The Bill, which was presented by the Minister of Mineral Resources, Green Technology and Energy Security, Lefoko Moagi seeks to change the structure or setup of the appointment of eight Board members (four being part-time members and four being full-time) to seven members of the board all being part-time.
Moagi said the Bill also seeks to align provisions dealing with the functions of the authority, the Board and frequency of meetings of the Board with the membership of the board.
He added that the Bill also introduces a new section, which deals with disclosure of interest by members of the Board and introduces transitional and savings provisions in line with Section 14 A of the Interpretation Act, CHAP 01:04.
Moagi said BERA is currently facing governance challenges as a result of a weak Board structure that provides for unclear reporting and liaising between the chief executive officer (CEO) and the full-time Board members.

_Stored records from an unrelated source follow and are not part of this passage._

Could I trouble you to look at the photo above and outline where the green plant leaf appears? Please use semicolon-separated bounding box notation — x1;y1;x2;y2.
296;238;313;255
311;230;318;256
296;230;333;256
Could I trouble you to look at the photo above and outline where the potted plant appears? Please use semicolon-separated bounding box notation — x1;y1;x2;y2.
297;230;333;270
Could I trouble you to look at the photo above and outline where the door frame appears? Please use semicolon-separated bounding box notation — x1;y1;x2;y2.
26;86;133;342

He said the Board that currently governs the authority’s term would expire at the end of April 2020.
Despite supporting the Bill, the MP for Tonota, Pono Moathodi raised a concern on how most of the Board members were selected, stating that the preferred members are always from the ruling party.
Sharing the same sentiments, MP for Palapye, Onneetse Ramogapi said the objective of the law was vital as it intends to create
“The proper governance of the Board is to establish direction and to approve long-term policies, but what is currently obtaining at BERA is that some employees also hold the position of Board members, becoming the seniors of their CEO, something which is improper looking at the objective. There must be separation of powers,” he said.
The MP for Nkange, Never Tshabang agreed with other MPs. He stated that he has been wondering when the Minister would crack the whip on BERA because it was a critical organisation, as far as energy security was concerned.
“What we have been hearing over the past years has not been giving us confidence that we have a good organisation, as far as corporate governance is concerned,” he said.
“I support this Bill because we are correcting corporate governance irregularities. Hopefully, we are not helping you to bring in certain individuals, or target certain individuals. We support you because we want you to bring the structure that is needed, but be careful of the issue of corruption.”
Tshabang added that some people are Board members because they want to use such positions to illegally dip their fingers and divert public funds into their pockets.